The Gazillion-Dollar Standoff Over Two High-Frequency Trading Towers

The hunt for a millionth-of-a-second advantage in the town best known for Wayne’s World is getting heated.

Overview of the battleground in Aurora, Ill., looking north. The large white building at the left is the CME data center. Beside it is the center’s still-unused tower, built to hold dish antennas capable of transmitting data via microwave to points east. The proposed site for a rival tower is across the road.

Overview of the battleground in Aurora, Ill., looking north. The large white building at the left is the CME data center. Beside it is the center’s still-unused tower, built to hold dish antennas capable of transmitting data via microwave to points east. The proposed site for a rival tower is across the road.
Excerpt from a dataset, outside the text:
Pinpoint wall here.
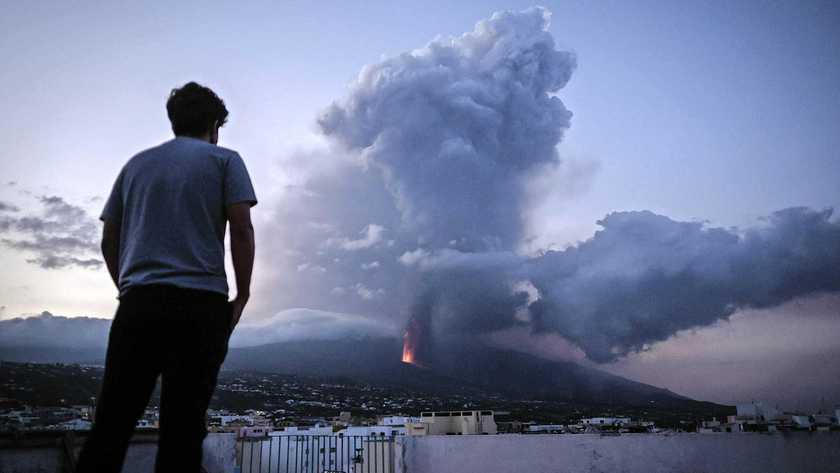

Photographer: Jason Reblando for Bloomberg Businessweek

In a weedy field 35 miles west of Chicago squats a tidy red-brick building with a peaked roof, about the size of a one-car garage. Against the eastern wall, reaching just above the roofline, are poles equipped with small dish antennas that send microwave signals to and gather them from financial markets on the East Coast. At the same time, the site communicates via subterranean cable with an enormous steel-and-glass building across the street. That fortress is home to CME Group Inc., a $63 billion exchange where some of the world’s most vital financial products trade, including derivatives on oil, gold, U.S. Treasuries, and the S&P 500. If you want to be a serious player in global markets, you have little choice but to stash your trading machines here.

The little brick hut in Aurora, Ill., is part of New Line Networks LLC, a joint venture of Chicago’s Jump Trading LLC and Virtu Financial Inc. of New York City, two of the nation’s most successful high-frequency trading firms. In 2016, Jump Trading paid $14 million for the 31-acre plot where the building sits to be close to the CME center.